Esses métodos ficaram conhecidos como “Sistema IAC de Análise de Solos”, o qual tem sido uma importante base tecnológica para a modernização da agricultura. O foco em aspectos limitantes dos solos brasileiros, em especial a acidez e a deficiência de fósforo, fez com que os métodos e processos desenvolvidos no IAC se tornassem especialmente relevantes para os solos tropicais brasileiros. Um número crescente de laboratórios, públicos e privados, passou a adotar esses métodos.

Figura 2. O lançamento de novos métodos colaborou para estimular o uso da análise de solo pelos agricultores.

Figura 3. Número de laboratórios públicos e privados participantes do Programa de Qualidade IAC de 1984 a 2015. Os números nas barras azuis indicam a porcentagem de laboratórios privados no total.

Programa de qualidade de análise de solo

Após o lançamento dos novos métodos pelo IAC, era preciso oferecer ferramentas para que os laboratórios que os adotassem pudessem aferir a qualidade de seus resultados para prestar um bom serviço aos agricultores. Assim, em 1983, teve início o “Programa de Qualidade de Laboratórios” do Sistema IAC de Análise de Solo, um ensaio interlaboratorial por meio do qual os resultados produzidos pelos laboratórios participantes a partir de amostras de solo previamente selecionadas pudessem ser comparados.

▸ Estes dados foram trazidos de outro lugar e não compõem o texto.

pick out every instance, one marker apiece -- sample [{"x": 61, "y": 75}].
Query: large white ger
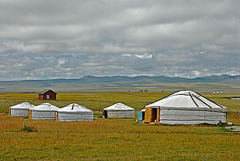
[
  {"x": 74, "y": 112},
  {"x": 118, "y": 110},
  {"x": 185, "y": 107},
  {"x": 20, "y": 109},
  {"x": 44, "y": 111}
]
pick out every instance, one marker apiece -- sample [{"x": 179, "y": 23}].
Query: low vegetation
[{"x": 113, "y": 139}]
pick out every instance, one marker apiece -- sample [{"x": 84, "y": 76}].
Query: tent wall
[
  {"x": 75, "y": 116},
  {"x": 191, "y": 117},
  {"x": 42, "y": 115},
  {"x": 18, "y": 112},
  {"x": 120, "y": 114}
]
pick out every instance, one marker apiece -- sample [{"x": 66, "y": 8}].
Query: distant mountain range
[{"x": 93, "y": 82}]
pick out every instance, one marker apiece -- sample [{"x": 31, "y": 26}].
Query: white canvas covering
[
  {"x": 118, "y": 110},
  {"x": 187, "y": 107},
  {"x": 20, "y": 109},
  {"x": 75, "y": 112},
  {"x": 44, "y": 111}
]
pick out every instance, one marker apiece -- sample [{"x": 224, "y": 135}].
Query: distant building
[{"x": 47, "y": 95}]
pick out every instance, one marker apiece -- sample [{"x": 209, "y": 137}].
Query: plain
[{"x": 113, "y": 139}]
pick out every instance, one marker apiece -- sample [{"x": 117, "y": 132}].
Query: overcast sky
[{"x": 48, "y": 39}]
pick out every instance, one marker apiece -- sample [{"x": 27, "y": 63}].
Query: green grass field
[{"x": 113, "y": 139}]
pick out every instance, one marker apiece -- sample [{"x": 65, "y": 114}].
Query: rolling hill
[{"x": 124, "y": 83}]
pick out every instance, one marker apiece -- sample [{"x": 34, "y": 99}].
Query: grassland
[{"x": 113, "y": 139}]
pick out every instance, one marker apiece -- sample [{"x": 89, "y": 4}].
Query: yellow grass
[{"x": 112, "y": 139}]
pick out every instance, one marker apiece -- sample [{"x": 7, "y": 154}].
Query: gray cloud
[{"x": 69, "y": 39}]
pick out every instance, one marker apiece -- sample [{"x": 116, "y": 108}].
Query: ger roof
[
  {"x": 74, "y": 108},
  {"x": 186, "y": 99},
  {"x": 24, "y": 105},
  {"x": 45, "y": 107},
  {"x": 119, "y": 107},
  {"x": 45, "y": 91}
]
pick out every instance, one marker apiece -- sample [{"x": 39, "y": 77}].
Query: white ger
[
  {"x": 74, "y": 112},
  {"x": 45, "y": 111},
  {"x": 20, "y": 109},
  {"x": 118, "y": 110},
  {"x": 185, "y": 107}
]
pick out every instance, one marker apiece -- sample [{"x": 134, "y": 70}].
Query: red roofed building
[{"x": 47, "y": 95}]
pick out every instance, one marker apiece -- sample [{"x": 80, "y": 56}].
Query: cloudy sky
[{"x": 48, "y": 39}]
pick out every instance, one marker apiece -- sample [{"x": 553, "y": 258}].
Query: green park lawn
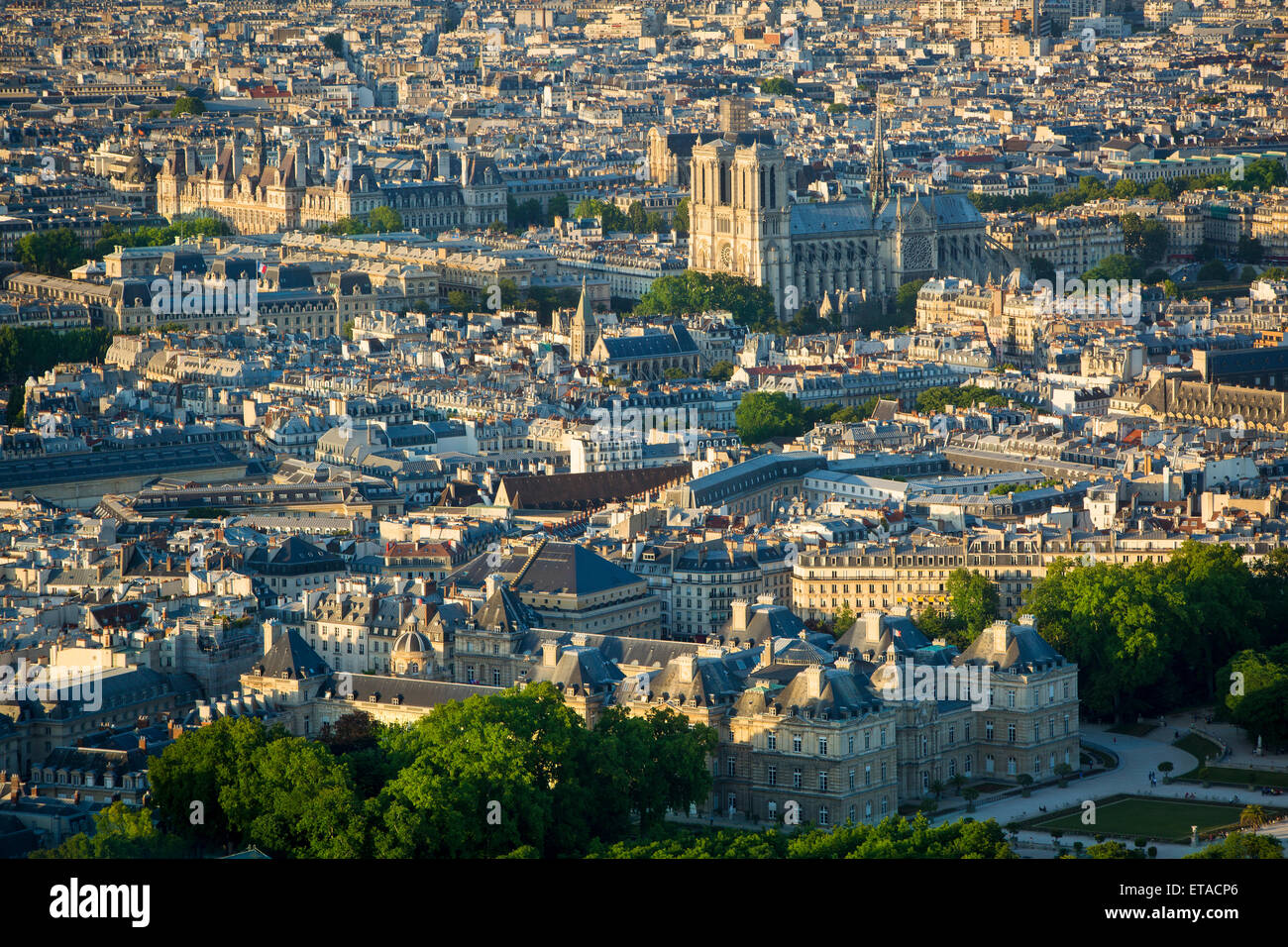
[
  {"x": 1133, "y": 729},
  {"x": 1199, "y": 748},
  {"x": 1133, "y": 815},
  {"x": 1234, "y": 776}
]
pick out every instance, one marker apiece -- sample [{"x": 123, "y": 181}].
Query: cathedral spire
[
  {"x": 879, "y": 175},
  {"x": 584, "y": 317}
]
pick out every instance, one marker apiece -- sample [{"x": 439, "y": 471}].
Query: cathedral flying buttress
[{"x": 745, "y": 222}]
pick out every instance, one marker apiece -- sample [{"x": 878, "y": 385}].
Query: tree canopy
[
  {"x": 485, "y": 777},
  {"x": 691, "y": 291},
  {"x": 1150, "y": 637}
]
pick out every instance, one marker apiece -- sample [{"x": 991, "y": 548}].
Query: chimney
[
  {"x": 814, "y": 681},
  {"x": 271, "y": 629},
  {"x": 741, "y": 613}
]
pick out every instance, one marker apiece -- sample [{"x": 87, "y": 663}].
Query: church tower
[
  {"x": 584, "y": 330},
  {"x": 741, "y": 214},
  {"x": 879, "y": 174}
]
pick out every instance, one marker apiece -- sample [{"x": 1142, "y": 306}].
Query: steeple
[
  {"x": 261, "y": 157},
  {"x": 879, "y": 175},
  {"x": 584, "y": 331},
  {"x": 583, "y": 317}
]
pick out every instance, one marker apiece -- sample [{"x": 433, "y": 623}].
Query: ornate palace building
[
  {"x": 743, "y": 222},
  {"x": 258, "y": 196}
]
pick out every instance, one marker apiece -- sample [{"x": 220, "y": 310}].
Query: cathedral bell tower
[{"x": 739, "y": 214}]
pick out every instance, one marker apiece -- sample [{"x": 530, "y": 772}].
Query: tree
[
  {"x": 1126, "y": 188},
  {"x": 973, "y": 599},
  {"x": 295, "y": 799},
  {"x": 681, "y": 222},
  {"x": 482, "y": 777},
  {"x": 188, "y": 105},
  {"x": 188, "y": 776},
  {"x": 384, "y": 219},
  {"x": 609, "y": 217},
  {"x": 1214, "y": 270},
  {"x": 1145, "y": 240},
  {"x": 1116, "y": 266},
  {"x": 54, "y": 253},
  {"x": 353, "y": 731},
  {"x": 692, "y": 292},
  {"x": 1042, "y": 268},
  {"x": 1159, "y": 191},
  {"x": 1249, "y": 250},
  {"x": 1063, "y": 771},
  {"x": 1151, "y": 637},
  {"x": 778, "y": 85},
  {"x": 120, "y": 831},
  {"x": 665, "y": 761},
  {"x": 764, "y": 415},
  {"x": 1241, "y": 845}
]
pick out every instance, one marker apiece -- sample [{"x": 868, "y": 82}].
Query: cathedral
[{"x": 745, "y": 222}]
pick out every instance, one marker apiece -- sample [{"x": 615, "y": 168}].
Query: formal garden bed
[{"x": 1159, "y": 819}]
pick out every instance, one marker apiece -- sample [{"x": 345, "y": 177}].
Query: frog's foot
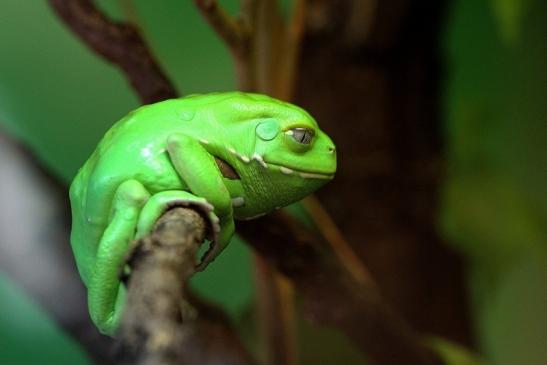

O número de laboratórios que utilizam os métodos IAC vem aumentando gradualmente desde o início do ensaio interlaboratorial, indicando a grande aceitação desses métodos. Seis laboratórios participaram em 1983/4 e, em 2016, esse número aumentou
para 136, provenientes de 13 estados brasileiros, além de quatro outros países.

Nos primeiros anos, os laboratórios realizavam apenas as determinações básicas em análise de solo, tais como pH e alumínio (medidas de acidez do solo), teor de matéria orgânica e disponibilidade de fósforo, potássio, cálcio e magnésio. Com o tempo, outras determinações foram sendo incluídas, tais como os micronutrientes, silício, sódio, metais pesados e granulometria. O ensaio interlaboratorial, acompanhando essas novas demandas, passou também a avaliar os laboratórios nessas novas medições.

Chama a atenção o grande aumento de laboratórios do setor privado, que representavam metade das instituições em 1983/84, mas que atualmente são 85% do total. No passado, os laboratórios que prestavam serviço de análise de solo eram predominantemente públicos, motivados pela necessidade de realizar campanhas para incentivar essa prática pelos agricultores. Com o tempo, o setor privado passou a prestar esse serviço devido às oportunidades surgidas com o crescimento da agricultura e aumento da demanda. Assim, o Instituto Agronômico, que teve o primeiro laboratório de análise de solo para agricultores no Brasil e que funciona ininterruptamente até os dias atuais, passou também a atender os agricultores indiretamente, ajudando a qualificar o serviço de análise de solo por parte de outros laboratórios. Essa é uma visão moderna da interação dos setores públicos e privados: instituições, como o IAC, com forte tradição em pesquisa e desenvolvimento produzem tecnologias e oferecem suporte para que sejam adotadas e bem utilizadas pelo setor privado em prol da agricultura.